Hillbilly Days parade, April 21, 2018

PIKEVILLE, KENTUCKY (WDKY)-- Once a year, country folks come down out of the mountains to join the city slickers in Pikeville. They come to play music, dance and try out their vehicles out on pavement. They come from the hills and hollers to hoot and holler and show that it's slick to be a hick.

"You can tell I'm highly educated and cultured," says co-founder Howard Stratton, dressed in overalls covered with buttons and patches.

Another woman roams the streets, wearing a dress made out of fast food bags. She says it's from Saks (sacks, get it).

This is pure silliness and a sources of joy. Hillbilly Days started 42 years ago to support the Shriners Hospital for Children. The founders decided to turn an eastern Kentucky stereotype to their advantage.

Stratton says, "We raise a whole lot of money and have fun doing it. The children is what it's all about."

Each year, they present a check for $60,000 to $70,000 to the hospital in Lexington.

Stratton founded the festival along with Grady Kinney after seeing a hillbilly-themed Shriners unit in southeast Ohio, but he never dreamed it would grow to be the second-largest festival in the state. Only Louisville's Kentucky Derby Festival is bigger.

Grady died in 2000, but his son carries on the tradition.

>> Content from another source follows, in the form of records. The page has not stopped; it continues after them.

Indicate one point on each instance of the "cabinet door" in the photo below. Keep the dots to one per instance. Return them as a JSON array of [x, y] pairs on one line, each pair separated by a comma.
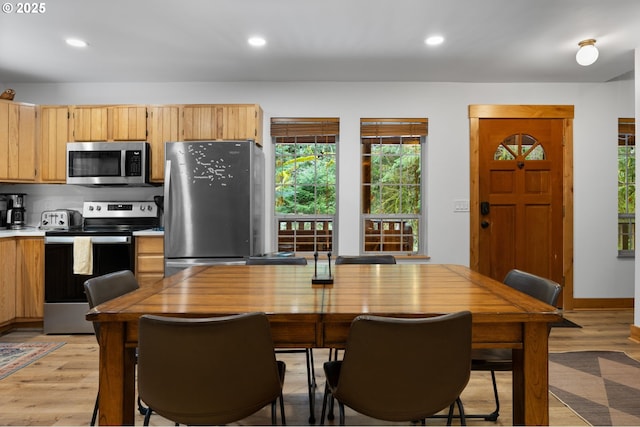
[[7, 280], [199, 122], [149, 259], [163, 127], [17, 142], [54, 134], [242, 121], [90, 123], [129, 123], [30, 277]]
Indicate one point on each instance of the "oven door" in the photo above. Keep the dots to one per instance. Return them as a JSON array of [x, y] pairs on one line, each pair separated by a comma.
[[65, 301]]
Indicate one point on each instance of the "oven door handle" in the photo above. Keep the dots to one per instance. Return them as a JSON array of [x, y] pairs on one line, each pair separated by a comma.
[[96, 240]]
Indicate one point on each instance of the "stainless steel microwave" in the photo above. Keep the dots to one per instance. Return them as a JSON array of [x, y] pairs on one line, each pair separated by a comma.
[[108, 163]]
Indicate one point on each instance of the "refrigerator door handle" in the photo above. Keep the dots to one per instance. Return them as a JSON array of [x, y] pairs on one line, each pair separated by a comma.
[[167, 202]]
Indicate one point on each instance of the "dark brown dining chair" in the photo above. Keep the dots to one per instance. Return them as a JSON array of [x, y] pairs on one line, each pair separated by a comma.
[[208, 371], [102, 289], [360, 259], [365, 259], [397, 369], [311, 375], [500, 359]]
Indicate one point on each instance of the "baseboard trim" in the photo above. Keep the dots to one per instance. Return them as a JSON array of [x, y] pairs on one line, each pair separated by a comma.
[[602, 303], [635, 333]]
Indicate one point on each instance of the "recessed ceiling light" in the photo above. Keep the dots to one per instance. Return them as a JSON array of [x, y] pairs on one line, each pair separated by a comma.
[[434, 40], [257, 41], [76, 42]]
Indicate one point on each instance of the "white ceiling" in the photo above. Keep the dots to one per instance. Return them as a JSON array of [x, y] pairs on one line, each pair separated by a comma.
[[324, 40]]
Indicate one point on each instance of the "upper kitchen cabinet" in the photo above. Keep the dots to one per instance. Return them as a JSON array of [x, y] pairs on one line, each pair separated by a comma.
[[17, 142], [54, 134], [109, 123], [222, 121], [163, 127]]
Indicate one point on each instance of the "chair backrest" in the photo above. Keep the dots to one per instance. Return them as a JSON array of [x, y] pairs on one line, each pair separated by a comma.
[[405, 369], [366, 259], [536, 286], [107, 287], [207, 371], [276, 261]]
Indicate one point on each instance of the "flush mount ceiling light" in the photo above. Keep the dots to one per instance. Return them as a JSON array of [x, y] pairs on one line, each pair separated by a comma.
[[76, 42], [587, 53], [257, 41], [434, 40]]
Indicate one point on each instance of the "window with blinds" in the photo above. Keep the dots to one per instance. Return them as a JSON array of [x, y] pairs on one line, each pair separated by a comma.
[[626, 187], [392, 185], [305, 182]]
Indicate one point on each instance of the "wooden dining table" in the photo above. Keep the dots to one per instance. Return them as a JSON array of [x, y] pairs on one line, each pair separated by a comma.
[[302, 314]]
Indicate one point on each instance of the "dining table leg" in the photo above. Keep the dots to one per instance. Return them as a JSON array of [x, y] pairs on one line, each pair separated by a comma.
[[116, 376], [531, 376]]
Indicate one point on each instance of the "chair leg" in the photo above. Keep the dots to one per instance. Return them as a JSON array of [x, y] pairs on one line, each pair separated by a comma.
[[313, 368], [147, 416], [324, 404], [494, 415], [95, 410], [463, 419], [450, 414], [311, 387], [284, 420]]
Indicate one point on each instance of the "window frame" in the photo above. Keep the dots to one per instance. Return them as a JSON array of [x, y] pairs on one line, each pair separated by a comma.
[[287, 130], [626, 138], [401, 129]]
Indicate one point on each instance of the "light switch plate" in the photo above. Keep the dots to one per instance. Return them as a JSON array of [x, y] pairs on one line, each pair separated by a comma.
[[461, 205]]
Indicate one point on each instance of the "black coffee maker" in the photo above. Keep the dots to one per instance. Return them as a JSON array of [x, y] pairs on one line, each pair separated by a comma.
[[16, 214]]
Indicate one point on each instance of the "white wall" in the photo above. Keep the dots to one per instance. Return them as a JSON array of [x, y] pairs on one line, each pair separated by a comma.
[[598, 272]]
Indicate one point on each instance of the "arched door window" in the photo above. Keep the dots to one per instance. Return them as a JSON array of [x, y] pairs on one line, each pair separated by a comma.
[[519, 146]]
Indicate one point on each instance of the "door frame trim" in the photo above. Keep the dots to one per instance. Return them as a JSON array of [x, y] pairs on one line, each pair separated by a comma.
[[489, 111]]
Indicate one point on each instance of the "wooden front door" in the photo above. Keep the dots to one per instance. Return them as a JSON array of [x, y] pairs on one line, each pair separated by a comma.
[[519, 196]]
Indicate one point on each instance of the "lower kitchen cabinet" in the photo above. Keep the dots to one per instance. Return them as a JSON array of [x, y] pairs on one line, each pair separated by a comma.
[[149, 259], [29, 278], [8, 281]]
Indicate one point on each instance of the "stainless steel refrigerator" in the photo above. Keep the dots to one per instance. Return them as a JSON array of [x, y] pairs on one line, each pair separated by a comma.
[[213, 203]]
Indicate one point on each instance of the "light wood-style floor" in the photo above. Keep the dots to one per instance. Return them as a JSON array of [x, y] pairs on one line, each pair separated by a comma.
[[60, 388]]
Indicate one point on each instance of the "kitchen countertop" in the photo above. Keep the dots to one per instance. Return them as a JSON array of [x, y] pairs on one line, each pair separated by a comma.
[[23, 232], [36, 232], [149, 232]]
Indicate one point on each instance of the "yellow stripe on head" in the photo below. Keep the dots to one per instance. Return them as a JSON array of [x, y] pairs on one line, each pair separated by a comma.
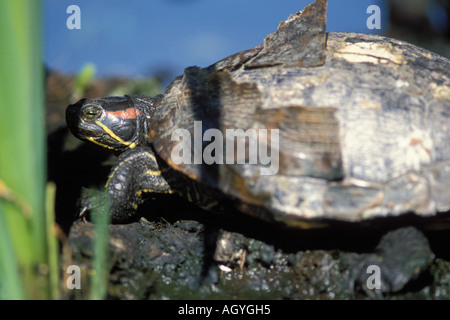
[[131, 145]]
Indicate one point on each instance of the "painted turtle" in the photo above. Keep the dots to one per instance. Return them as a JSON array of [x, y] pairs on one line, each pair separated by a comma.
[[306, 129]]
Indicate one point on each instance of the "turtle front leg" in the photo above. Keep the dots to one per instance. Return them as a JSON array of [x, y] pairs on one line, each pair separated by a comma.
[[137, 172]]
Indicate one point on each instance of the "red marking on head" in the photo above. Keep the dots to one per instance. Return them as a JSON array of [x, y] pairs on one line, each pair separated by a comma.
[[129, 113]]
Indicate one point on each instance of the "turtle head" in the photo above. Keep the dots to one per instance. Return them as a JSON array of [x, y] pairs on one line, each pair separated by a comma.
[[113, 122]]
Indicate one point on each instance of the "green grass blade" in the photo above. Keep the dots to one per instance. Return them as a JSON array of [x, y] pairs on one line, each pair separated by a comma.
[[22, 145], [99, 280]]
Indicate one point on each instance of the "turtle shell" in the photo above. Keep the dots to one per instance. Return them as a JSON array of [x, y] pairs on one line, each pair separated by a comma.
[[363, 124]]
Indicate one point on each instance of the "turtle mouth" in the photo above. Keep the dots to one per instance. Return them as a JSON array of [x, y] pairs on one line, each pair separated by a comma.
[[78, 127]]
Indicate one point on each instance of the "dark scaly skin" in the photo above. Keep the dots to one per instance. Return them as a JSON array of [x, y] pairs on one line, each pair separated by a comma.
[[121, 125]]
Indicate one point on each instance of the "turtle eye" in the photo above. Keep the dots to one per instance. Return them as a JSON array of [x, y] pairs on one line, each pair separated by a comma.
[[91, 113]]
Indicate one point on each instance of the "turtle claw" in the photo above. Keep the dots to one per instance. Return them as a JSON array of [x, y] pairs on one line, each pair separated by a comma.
[[91, 200]]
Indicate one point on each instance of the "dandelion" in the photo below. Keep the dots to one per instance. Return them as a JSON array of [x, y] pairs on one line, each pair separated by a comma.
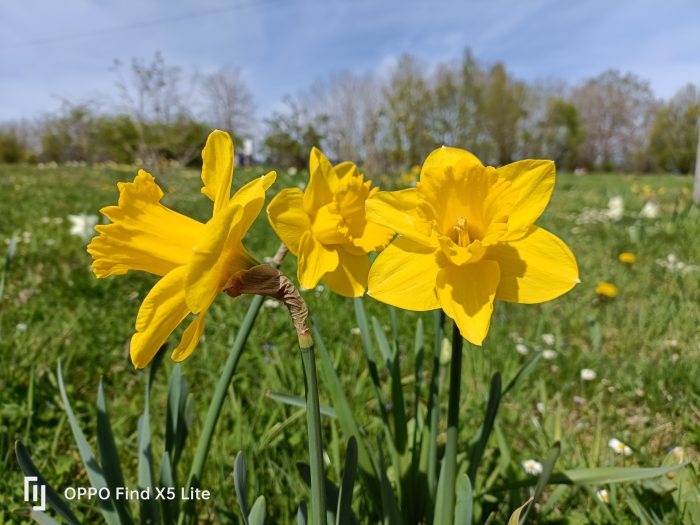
[[619, 447], [532, 467], [467, 237], [195, 261], [326, 227], [606, 289], [627, 258], [82, 225], [603, 496], [588, 375], [549, 355], [616, 208], [649, 211], [521, 349]]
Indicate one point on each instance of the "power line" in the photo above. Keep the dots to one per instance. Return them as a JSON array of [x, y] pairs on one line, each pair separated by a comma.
[[138, 25]]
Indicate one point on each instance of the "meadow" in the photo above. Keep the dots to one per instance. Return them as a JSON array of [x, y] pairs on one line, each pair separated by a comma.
[[622, 367]]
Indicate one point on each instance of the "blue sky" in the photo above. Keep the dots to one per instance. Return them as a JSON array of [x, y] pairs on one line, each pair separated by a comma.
[[50, 50]]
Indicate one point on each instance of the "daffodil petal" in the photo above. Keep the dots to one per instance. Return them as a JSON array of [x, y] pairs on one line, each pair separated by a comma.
[[533, 180], [251, 198], [536, 268], [288, 218], [404, 275], [322, 180], [349, 279], [466, 294], [217, 168], [315, 260], [444, 157], [190, 338], [163, 309], [217, 256], [144, 234], [374, 237], [398, 211]]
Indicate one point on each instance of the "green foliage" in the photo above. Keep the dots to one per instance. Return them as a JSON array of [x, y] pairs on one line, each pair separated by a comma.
[[643, 346]]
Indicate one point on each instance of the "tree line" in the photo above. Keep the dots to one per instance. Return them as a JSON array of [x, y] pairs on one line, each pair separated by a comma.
[[384, 121]]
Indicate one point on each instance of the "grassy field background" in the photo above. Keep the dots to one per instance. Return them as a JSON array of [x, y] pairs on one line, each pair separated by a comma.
[[643, 345]]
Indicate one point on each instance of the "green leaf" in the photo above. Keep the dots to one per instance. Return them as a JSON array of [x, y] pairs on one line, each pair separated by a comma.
[[464, 507], [257, 513], [94, 472], [382, 342], [491, 411], [544, 476], [148, 508], [53, 500], [239, 485], [300, 402], [344, 514], [109, 456], [340, 402], [167, 480], [515, 517], [601, 476]]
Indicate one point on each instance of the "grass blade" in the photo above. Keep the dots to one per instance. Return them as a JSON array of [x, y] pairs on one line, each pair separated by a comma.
[[94, 472], [344, 515], [257, 513], [464, 508], [239, 484], [53, 500], [300, 402], [486, 428], [109, 457]]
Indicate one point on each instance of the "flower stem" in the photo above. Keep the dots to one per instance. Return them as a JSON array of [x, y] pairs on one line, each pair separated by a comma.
[[313, 423], [450, 460], [194, 478]]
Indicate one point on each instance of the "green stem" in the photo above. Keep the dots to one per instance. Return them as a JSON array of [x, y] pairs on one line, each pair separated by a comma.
[[313, 423], [450, 459], [200, 456], [194, 478]]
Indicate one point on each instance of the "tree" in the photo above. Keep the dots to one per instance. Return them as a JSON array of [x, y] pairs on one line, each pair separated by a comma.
[[229, 102], [673, 138], [291, 134], [615, 111], [502, 109]]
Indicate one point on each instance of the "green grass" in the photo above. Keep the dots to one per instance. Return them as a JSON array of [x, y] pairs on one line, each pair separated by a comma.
[[644, 346]]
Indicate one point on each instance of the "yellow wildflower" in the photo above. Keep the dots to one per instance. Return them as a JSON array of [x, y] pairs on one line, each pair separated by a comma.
[[195, 261], [627, 258], [606, 289], [467, 237], [326, 227]]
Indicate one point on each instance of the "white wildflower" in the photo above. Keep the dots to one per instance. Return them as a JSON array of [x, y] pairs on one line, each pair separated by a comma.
[[619, 447], [603, 496], [549, 355], [649, 211], [616, 208], [83, 225], [587, 374], [548, 339], [532, 467]]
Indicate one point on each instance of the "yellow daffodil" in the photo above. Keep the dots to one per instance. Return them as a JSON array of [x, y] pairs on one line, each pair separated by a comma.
[[467, 237], [195, 261], [627, 258], [326, 228], [606, 289]]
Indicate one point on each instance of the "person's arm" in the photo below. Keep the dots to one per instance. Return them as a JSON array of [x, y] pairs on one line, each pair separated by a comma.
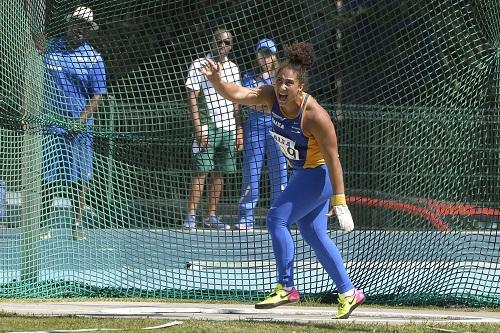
[[90, 108], [317, 123], [235, 93], [239, 127], [192, 101], [97, 87]]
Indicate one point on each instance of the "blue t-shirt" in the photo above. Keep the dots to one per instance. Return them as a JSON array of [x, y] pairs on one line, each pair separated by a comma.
[[72, 77]]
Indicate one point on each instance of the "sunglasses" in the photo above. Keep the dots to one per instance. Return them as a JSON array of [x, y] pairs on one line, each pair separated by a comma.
[[226, 42]]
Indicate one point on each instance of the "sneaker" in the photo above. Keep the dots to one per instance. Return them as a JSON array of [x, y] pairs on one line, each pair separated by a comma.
[[278, 297], [348, 304], [46, 234], [78, 234], [190, 222], [243, 226], [214, 223]]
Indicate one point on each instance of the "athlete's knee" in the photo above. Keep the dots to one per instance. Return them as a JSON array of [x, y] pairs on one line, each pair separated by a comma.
[[275, 220]]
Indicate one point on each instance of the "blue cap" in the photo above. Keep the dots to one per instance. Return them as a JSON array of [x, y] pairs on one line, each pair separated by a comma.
[[266, 43]]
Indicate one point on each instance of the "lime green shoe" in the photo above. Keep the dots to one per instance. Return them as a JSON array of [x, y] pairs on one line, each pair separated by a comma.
[[348, 304], [278, 297]]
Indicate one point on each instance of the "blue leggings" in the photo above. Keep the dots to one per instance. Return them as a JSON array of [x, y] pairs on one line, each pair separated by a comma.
[[259, 145], [305, 201]]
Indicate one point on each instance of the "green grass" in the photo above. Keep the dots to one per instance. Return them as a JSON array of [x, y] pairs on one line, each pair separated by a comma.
[[14, 323]]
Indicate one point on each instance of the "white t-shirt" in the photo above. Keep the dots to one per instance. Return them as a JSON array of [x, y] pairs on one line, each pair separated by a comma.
[[220, 110]]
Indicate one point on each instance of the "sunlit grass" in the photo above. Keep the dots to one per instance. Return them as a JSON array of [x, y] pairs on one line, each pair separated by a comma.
[[13, 323]]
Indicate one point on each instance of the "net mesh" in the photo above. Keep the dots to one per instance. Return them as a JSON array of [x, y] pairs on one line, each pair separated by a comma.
[[413, 89]]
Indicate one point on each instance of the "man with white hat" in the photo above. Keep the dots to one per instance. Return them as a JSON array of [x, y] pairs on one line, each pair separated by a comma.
[[75, 82]]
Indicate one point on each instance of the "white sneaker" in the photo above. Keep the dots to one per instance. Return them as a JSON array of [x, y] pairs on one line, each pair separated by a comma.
[[214, 223]]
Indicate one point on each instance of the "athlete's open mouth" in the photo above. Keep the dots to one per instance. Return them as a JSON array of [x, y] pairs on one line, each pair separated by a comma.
[[282, 98]]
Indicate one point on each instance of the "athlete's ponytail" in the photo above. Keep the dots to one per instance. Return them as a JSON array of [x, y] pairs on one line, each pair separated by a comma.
[[300, 57]]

"You can see what kind of time we have" says Jimmy Kinney. "If you come to Hillbilly Days and don't have a good time, look me up. I'll give your money back."

And you don't have to be from the hills to be a hillbilly.

The Shriners now have Hillbilly clans in almost every state as well as Canada. Charlie Chastain has come from Los Angeles six times.

"These are my kind of people," he says. His hillbilly clan in LA has 400 members.

It's three days of music and madness, drawing 150,000 people to a city with a population of 7,000. Maybe the best thing about Hillbilly Days is the lack of pretentiousness. People here don't know the meaning of the word. After all, when you drive moonshine stills down the street and wave underwear like a flag, you really can't worry about what the neighbors will think.

"We're just good old country people, honorable people," Stratton says. "At least most of try to be."